Dans le grand capharnaüm de la taxe bancaire en Europe, les perdants et les gagnants ne sont pas toujours ceux que l'on croit. Les perdants sont à Londres pour la première fois depuis que, en 1986, le vaste mouvement de dérégulation, initié par Margaret Thatcher, a fait la fortune de la City. Sans trop prendre de gants, le chancelier de l'Echiquier, George Osborne, a annoncé mardi qu'il allait prélever cette année 950 millions d'euros supplémentaires sur les établissements financiers. Au total, la nouvelle taxe britannique coûtera aux banques près de 3 milliards d'euros ! C'est deux fois plus qu'en Allemagne, où le gouvernement entend ponctionner à terme 1,5 milliard par an pour alimenter son nouveau fonds anti-crise. Et c'est le triple de la France, où les banques devront acquitter 1 milliard d'euros en rythme de croisière : 500 millions de taxe stricto sensu, à laquelle s'ajoutera une myriade de contributions (fonds de garantie des dépôts, frais de supervision...).

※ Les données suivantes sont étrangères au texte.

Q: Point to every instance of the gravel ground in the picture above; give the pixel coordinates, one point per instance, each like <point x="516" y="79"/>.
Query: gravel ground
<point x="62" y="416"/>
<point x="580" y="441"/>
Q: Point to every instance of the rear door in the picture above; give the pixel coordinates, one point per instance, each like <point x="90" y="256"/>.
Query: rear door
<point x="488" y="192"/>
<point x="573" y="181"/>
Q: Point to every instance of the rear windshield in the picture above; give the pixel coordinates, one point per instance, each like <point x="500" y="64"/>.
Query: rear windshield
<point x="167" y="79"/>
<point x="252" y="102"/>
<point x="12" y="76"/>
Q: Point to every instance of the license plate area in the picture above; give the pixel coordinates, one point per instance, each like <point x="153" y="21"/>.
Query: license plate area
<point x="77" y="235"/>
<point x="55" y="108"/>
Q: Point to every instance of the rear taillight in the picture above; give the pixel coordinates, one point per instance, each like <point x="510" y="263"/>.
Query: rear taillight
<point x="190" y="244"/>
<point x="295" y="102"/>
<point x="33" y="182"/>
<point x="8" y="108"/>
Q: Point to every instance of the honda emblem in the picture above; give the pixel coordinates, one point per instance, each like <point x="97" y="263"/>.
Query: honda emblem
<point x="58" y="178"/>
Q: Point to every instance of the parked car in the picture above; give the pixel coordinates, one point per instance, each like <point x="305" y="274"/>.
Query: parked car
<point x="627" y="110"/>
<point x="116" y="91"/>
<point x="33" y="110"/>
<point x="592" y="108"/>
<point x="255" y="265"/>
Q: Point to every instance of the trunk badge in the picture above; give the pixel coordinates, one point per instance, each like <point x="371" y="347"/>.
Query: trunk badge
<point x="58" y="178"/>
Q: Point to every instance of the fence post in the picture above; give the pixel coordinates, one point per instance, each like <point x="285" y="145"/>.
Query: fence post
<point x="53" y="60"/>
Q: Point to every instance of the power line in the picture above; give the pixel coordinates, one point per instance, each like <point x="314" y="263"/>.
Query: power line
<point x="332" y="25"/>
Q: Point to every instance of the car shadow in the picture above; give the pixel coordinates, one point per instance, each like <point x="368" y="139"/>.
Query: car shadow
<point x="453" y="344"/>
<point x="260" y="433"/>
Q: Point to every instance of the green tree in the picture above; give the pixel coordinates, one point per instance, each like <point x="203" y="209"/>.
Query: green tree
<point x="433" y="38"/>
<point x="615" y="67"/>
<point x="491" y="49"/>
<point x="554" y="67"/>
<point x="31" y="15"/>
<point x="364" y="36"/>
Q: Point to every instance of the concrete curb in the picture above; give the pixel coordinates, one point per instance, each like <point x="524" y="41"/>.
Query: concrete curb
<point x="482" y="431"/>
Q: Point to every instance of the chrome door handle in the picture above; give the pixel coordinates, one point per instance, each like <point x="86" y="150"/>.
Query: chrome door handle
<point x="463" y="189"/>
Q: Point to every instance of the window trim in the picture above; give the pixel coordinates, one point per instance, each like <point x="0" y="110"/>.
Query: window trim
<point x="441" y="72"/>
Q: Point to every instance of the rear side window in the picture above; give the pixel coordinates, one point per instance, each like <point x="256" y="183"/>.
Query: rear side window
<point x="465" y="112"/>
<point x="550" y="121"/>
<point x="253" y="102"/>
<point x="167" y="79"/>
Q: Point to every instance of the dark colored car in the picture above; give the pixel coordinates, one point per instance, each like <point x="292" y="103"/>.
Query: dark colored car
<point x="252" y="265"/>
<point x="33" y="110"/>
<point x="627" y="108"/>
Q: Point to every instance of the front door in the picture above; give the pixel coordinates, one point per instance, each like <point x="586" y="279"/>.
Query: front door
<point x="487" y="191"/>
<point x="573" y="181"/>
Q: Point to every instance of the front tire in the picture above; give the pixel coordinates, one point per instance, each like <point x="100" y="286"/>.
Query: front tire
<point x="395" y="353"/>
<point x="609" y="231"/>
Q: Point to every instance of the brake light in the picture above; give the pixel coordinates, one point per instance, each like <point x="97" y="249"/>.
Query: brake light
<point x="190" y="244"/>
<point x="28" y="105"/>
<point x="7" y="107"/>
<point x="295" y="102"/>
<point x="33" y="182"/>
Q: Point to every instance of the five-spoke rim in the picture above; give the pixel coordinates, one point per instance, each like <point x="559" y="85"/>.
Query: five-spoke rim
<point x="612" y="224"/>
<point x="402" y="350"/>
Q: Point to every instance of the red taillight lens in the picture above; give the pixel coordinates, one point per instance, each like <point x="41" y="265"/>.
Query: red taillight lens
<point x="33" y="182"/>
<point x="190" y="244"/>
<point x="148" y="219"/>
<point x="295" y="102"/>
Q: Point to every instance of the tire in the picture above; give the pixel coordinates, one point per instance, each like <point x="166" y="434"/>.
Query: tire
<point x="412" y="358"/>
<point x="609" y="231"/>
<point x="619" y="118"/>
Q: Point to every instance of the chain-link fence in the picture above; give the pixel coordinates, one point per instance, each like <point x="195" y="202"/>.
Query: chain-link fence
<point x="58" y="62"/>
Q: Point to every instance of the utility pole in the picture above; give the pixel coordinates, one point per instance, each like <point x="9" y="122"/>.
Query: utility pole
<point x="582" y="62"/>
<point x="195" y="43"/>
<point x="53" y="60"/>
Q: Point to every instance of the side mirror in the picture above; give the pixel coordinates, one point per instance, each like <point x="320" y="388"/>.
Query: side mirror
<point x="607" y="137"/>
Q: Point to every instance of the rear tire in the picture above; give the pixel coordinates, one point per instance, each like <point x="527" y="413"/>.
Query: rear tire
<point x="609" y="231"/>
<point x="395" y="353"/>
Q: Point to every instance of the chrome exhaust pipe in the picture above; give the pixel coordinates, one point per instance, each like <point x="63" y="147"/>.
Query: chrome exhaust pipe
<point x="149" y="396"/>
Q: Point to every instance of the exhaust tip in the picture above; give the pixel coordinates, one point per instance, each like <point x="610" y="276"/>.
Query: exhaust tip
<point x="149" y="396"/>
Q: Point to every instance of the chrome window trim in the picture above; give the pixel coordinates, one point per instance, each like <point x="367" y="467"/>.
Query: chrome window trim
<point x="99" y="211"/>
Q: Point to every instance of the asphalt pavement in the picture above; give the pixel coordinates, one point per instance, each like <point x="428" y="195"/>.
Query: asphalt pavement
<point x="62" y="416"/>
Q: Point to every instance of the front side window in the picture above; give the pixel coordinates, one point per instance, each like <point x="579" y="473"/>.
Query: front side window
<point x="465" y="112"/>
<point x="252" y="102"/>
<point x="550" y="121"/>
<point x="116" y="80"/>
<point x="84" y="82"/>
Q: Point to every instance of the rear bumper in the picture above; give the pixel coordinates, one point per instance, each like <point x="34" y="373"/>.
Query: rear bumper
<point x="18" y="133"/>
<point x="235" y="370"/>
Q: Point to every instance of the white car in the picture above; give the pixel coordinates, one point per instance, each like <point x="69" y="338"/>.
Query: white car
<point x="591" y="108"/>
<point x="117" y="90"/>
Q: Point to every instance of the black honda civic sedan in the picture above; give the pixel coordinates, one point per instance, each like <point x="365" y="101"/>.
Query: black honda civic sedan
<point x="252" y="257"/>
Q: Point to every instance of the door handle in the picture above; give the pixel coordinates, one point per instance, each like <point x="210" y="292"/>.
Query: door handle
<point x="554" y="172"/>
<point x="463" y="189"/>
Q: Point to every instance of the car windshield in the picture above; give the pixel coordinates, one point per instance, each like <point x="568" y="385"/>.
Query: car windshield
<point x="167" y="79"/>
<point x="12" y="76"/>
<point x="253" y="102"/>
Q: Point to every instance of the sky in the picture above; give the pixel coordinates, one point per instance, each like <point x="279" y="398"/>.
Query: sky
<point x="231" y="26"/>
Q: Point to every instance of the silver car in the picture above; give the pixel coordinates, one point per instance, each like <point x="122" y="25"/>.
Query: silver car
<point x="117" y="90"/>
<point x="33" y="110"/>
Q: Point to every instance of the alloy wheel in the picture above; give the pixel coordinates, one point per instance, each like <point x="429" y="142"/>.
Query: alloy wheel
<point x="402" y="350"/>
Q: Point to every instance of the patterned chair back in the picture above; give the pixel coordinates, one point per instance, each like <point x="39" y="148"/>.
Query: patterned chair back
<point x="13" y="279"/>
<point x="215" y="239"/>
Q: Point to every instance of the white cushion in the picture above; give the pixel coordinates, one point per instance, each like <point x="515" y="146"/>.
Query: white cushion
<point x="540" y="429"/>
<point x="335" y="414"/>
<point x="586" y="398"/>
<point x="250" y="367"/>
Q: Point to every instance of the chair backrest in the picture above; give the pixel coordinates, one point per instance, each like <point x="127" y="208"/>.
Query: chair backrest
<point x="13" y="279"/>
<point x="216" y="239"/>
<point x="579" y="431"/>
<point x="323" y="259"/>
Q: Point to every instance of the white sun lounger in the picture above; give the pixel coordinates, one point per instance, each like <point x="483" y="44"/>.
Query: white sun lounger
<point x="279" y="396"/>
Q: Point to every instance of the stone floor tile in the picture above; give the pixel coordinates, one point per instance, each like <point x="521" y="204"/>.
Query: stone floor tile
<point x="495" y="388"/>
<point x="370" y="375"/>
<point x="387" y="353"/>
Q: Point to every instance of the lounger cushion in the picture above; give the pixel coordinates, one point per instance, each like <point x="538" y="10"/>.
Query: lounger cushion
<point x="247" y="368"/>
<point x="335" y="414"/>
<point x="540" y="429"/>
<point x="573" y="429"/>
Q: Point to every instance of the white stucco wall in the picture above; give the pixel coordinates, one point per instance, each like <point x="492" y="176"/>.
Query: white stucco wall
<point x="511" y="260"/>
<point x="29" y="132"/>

Bien sûr, ces disparités sont à pondérer par le poids respectif des secteurs financiers dans les trois pays. Et il faut souligner que ces distorsions ne sont pas injustifiées. Au plus fort de la crise, Londres a dû injecter 138 milliards d'euros pour sauver son système financier et Berlin, près de 30. A Paris, on le sait, les prêts faits aux banques pour les aider à surmonter la pénurie temporaire de liquidités ont rapporté 2 milliards à l'Etat. Enfin, les établissements hexagonaux restent handicapés par une anomalie fiscale particulièrement malthusienne, une taxe sur les salaires qui leur coûte 1,5 milliard d'euros par an. Mais il n'empêche, dans son bras de fer qui l'oppose à la City sur les bonus, le chancelier de l'Echiquier vient de lui infliger sa première vraie défaite depuis un quart de siècle.